‘Turn Off the Red Light’ campaign aims to criminalise the purchase of consensual sex but is flawed in its assumptions, writes Mick Wallace.
IF successful, the current campaign to criminalise the purchase of consensual sex will signify the re-involvement of the State in the private sexual lives of adult citizens for the first time since homosexuality was decriminalised 21 years ago.
The Justice Committee’s report clearly reflects and adopts the logic of the ‘Turn Off the Red Light’ campaign at the expense of the testimony and first-hand experience of individual sex workers and international experience (bar Sweden and Norway).
The Turn Off the Red Light logic has long been questioned and criticised by many organisations, many of whom recommend the decriminalisation model, including Human Rights Watch, the World Health Organisation, UN Women, UN Aids, Global Commission on HIV and the law, Amnesty and the International Labour Organisation.

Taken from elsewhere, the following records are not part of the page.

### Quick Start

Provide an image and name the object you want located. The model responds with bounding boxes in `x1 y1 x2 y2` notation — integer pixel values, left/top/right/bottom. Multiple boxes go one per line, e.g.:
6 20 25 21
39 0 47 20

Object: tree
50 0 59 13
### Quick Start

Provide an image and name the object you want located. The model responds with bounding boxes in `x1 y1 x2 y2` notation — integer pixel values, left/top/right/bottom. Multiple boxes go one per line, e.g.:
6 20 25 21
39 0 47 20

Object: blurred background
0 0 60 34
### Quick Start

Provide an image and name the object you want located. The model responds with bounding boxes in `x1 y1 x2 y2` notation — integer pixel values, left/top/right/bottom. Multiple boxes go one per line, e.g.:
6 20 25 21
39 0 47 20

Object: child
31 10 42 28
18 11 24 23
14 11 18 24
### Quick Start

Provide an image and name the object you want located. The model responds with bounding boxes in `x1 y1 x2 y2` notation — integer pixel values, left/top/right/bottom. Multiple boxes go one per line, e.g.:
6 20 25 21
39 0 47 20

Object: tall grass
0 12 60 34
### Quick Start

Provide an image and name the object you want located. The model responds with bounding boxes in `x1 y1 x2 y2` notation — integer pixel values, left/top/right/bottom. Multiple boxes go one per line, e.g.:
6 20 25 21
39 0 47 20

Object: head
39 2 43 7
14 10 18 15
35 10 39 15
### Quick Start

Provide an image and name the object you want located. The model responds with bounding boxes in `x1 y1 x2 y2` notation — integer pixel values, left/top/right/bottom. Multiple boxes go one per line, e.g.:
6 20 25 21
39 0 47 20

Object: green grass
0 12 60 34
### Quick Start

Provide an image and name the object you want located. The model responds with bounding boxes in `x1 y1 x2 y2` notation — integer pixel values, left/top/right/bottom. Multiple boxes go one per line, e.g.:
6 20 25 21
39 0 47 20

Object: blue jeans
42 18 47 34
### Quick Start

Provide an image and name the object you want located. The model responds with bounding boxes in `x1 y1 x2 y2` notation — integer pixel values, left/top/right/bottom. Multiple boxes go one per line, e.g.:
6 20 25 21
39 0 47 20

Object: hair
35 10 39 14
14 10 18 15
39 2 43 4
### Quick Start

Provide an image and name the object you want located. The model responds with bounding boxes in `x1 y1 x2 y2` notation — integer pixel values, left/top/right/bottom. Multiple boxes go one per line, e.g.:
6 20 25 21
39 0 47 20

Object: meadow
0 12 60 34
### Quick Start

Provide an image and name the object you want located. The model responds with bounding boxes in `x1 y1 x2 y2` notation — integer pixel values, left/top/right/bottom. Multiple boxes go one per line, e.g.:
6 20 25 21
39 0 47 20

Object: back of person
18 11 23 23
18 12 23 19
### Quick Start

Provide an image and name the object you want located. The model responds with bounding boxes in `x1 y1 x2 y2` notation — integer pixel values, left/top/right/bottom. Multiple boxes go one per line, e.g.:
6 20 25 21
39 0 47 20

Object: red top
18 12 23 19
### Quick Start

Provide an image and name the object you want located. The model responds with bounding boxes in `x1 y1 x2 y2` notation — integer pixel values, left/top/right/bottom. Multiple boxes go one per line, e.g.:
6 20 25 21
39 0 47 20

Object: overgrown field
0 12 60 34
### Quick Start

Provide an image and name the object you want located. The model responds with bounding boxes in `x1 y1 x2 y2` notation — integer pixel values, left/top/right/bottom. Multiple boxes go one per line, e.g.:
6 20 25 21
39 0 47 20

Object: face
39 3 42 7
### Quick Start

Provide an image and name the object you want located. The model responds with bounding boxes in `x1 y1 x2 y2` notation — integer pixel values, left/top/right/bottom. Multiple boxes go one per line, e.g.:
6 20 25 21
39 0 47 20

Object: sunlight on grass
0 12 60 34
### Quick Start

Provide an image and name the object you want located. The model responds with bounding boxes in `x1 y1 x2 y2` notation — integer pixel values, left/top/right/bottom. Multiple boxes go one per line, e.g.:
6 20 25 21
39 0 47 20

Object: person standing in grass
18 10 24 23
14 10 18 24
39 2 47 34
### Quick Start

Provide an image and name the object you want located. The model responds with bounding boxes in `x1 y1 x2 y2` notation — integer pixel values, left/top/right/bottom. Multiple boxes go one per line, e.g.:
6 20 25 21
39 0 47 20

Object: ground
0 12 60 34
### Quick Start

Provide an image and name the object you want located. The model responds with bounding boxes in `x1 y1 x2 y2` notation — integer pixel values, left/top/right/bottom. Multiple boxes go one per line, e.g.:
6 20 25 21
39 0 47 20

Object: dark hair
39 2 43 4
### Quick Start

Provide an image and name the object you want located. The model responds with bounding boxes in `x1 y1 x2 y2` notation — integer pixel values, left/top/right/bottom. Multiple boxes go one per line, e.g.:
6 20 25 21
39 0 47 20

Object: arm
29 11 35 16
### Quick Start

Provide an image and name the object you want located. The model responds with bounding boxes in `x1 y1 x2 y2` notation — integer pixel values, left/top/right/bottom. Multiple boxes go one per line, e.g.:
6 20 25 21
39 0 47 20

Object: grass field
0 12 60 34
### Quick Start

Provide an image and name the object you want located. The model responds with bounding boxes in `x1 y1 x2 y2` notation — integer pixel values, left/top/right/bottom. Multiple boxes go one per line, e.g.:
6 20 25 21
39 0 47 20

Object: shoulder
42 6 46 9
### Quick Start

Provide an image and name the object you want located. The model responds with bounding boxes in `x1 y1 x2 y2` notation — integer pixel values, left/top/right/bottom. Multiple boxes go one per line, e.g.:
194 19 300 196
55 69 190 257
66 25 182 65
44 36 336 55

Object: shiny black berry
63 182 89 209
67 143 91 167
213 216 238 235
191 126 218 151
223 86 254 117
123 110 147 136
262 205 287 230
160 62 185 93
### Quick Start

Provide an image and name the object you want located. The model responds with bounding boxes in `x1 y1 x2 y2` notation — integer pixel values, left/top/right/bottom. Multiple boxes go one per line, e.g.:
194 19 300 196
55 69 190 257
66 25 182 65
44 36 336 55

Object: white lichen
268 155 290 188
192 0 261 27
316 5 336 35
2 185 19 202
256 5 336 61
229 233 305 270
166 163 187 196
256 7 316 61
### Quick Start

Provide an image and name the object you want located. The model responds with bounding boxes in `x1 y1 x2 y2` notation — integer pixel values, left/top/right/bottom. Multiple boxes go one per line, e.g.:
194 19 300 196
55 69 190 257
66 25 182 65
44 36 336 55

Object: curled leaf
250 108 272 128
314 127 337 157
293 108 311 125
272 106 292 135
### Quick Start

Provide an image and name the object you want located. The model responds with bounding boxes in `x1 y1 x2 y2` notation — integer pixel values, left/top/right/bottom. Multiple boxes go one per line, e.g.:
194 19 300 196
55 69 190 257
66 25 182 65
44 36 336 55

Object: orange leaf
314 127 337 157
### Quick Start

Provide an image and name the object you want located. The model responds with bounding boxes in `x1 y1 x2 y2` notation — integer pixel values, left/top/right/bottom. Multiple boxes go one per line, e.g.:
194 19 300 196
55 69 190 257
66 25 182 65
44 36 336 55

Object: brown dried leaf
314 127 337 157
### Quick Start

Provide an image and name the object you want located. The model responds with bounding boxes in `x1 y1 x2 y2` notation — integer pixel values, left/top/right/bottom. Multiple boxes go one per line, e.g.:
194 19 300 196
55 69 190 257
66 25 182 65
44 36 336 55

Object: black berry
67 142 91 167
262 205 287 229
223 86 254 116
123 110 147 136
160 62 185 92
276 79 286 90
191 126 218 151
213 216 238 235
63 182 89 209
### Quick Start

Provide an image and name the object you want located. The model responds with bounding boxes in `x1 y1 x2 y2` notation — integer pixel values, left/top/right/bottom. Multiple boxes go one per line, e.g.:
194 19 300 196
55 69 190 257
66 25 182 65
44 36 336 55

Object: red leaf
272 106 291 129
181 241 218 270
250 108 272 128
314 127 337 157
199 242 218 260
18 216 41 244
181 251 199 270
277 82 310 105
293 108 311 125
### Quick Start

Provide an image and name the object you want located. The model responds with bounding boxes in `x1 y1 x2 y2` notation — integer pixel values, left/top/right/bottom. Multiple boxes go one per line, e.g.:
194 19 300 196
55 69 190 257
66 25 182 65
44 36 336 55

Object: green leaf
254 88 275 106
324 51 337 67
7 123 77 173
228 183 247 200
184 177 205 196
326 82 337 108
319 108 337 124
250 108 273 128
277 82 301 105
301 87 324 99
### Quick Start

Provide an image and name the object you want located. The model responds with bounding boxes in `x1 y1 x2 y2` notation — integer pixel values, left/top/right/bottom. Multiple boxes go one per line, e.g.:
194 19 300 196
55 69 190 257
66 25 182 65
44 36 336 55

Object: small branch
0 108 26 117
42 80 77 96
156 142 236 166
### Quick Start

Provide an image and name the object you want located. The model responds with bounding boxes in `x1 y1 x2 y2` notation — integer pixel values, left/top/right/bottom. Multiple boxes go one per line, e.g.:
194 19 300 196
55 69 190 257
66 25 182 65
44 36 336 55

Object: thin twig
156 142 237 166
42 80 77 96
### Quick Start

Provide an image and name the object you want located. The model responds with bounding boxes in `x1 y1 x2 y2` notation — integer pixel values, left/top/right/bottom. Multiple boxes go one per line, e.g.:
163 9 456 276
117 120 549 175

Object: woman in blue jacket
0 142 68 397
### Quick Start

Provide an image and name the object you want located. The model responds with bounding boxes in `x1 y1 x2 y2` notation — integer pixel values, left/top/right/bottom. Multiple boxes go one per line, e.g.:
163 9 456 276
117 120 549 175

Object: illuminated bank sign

In Ireland, the publication of the Migrant Rights Centre of Ireland (MRCI) proposals in relation to sex trafficking is awaited with interest. In contrast to the “rescue ethos” of the many religious-funded organisations under the Turn Off the Red Light banner, MRCI is organised along community development principles and has a strong track record in relation to all forms of trafficking and exploitation of migrants.